Brakes are: single front disc brake and a rear drum brake, a combination described by Cycle Magazine as the best in its class.

The frame dimensions of the street 350 are very similar to the Yamaha TZ 250 and TZ 350 series factory road race bikes, differing mainly in weight and front fork rake – the RD being ~27 degrees and the TZ being ~25 degrees. The frames appear similar, side by side, with the street frame adorned with many brackets for the street equipment. The weight difference is substantial though, with the street-going RD frame weighing almost twice as much as the "TZ" roadrace race frame.

The stock bike made 39 bhp (32 bhp at the back wheel) at 7500 rpm – very fast for the time. A contemporary of the RD is the Kawasaki H2 750cc Triple that produced 74 hp.

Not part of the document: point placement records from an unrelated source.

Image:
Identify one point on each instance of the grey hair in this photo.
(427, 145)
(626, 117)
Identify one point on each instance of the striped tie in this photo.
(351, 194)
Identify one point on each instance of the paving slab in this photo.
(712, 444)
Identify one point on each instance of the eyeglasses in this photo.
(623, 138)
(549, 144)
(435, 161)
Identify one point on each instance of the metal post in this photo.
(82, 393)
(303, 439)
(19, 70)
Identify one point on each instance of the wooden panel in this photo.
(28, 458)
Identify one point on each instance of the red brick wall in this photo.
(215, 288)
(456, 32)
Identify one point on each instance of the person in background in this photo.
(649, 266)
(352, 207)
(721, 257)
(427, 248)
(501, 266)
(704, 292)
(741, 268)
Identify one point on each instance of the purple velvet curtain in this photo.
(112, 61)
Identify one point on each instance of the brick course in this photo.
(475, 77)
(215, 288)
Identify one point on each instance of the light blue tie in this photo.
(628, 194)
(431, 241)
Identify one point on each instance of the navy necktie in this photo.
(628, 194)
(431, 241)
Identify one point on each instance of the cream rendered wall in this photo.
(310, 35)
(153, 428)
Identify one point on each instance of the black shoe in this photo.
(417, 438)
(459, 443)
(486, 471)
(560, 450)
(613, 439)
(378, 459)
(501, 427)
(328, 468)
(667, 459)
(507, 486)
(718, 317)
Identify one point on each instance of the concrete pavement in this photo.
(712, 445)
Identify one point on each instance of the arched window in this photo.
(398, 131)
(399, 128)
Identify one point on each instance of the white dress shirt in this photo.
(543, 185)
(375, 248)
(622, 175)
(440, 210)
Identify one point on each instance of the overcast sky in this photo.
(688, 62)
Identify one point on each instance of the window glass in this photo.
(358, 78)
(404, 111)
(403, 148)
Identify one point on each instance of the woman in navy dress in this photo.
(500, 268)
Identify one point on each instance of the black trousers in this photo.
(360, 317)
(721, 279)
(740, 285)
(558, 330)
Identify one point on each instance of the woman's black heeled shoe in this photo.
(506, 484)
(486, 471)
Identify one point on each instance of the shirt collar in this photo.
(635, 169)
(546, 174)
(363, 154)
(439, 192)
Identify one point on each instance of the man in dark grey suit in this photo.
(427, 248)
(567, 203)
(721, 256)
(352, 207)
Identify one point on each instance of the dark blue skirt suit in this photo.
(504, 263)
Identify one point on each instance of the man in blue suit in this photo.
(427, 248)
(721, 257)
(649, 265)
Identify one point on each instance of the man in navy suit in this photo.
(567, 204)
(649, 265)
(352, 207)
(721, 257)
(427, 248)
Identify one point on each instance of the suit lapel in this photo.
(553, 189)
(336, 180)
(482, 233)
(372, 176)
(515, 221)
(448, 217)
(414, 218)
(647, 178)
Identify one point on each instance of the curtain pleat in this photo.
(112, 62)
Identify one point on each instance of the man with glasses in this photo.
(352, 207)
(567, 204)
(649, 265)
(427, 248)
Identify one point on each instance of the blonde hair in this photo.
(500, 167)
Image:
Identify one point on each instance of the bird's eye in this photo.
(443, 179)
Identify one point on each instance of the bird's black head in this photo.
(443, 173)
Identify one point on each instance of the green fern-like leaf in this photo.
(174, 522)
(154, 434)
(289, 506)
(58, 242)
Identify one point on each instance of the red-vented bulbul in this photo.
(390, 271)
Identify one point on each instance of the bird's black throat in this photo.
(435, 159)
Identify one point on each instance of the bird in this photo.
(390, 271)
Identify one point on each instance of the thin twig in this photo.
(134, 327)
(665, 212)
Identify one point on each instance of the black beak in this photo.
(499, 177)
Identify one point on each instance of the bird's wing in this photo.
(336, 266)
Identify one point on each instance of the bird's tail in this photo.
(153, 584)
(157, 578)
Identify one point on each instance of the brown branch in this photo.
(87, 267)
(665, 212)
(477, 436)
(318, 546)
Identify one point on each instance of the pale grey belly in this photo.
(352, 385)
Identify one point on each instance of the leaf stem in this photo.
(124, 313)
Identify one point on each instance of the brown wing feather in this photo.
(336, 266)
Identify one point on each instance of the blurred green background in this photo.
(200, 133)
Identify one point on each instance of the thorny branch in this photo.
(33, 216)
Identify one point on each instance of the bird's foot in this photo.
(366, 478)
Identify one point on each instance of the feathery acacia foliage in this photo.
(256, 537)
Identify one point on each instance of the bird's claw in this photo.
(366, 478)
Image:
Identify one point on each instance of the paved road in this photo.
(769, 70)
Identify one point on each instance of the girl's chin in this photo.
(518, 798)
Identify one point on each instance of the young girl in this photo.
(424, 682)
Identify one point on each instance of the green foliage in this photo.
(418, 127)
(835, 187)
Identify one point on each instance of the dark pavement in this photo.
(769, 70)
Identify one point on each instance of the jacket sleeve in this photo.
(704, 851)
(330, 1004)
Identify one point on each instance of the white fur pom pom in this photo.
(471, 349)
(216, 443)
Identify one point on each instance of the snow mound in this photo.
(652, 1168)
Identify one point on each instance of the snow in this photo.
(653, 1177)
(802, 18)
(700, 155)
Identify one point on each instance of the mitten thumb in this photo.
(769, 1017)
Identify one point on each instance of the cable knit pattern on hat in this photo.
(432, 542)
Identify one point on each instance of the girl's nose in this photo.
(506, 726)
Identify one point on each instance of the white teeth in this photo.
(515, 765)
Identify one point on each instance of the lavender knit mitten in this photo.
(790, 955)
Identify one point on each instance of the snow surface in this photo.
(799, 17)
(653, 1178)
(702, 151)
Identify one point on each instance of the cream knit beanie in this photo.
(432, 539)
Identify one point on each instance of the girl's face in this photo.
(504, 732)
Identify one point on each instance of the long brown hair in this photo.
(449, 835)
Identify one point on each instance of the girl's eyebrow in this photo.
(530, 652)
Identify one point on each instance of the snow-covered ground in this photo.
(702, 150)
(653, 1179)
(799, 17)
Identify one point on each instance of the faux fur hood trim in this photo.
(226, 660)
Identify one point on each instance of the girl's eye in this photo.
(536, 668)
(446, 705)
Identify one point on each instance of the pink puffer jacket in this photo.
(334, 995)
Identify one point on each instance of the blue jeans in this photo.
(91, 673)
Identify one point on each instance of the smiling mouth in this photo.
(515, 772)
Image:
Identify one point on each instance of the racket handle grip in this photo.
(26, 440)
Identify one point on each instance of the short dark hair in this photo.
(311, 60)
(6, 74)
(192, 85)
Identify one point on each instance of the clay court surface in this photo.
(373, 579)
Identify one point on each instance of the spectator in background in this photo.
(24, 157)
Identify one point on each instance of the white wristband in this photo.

The 350 evolved into the more refined and cleaner running RD400C in 1976, the "D" and "E" in 77–78 and the final model, the white 1979 RD400F. World's most favorite bike in the segment at that time

==The RD350B in India==

A licensed version of the RD350B was assembled in India between 1983 and 1990 by Escorts group under the brand name Rajdoot 350. It did not repeat the success of the RD350B in the Indian market, which some attribute to a high purchase price and poor fuel efficiency. However, it established Rajdoot/Yamaha as a performance bike manufacturer in India. There were two models for the Rajdoot 350 - High Torque and Low Torque. Compared to the Yamaha RD350B that made 39 bhp at the crankshaft, the 'High Torque' version made 30.5 bhp and the later 'Low Torque' made only 27 bhp, the engine being detuned in the quest for better fuel economy. By the time the production ended in 1990, the bike was nearly 100% sourced in India, with very little Japanese parts content.

Brakes are: 180mm dia drum brakes front internal expansion (twin leading type) and rear single internal expansion.

The RD350 was the first sporting motorcycle built in India, and it still enjoys cult status, with many RD clubs around the country. Around 7000 were made at the end of 1990.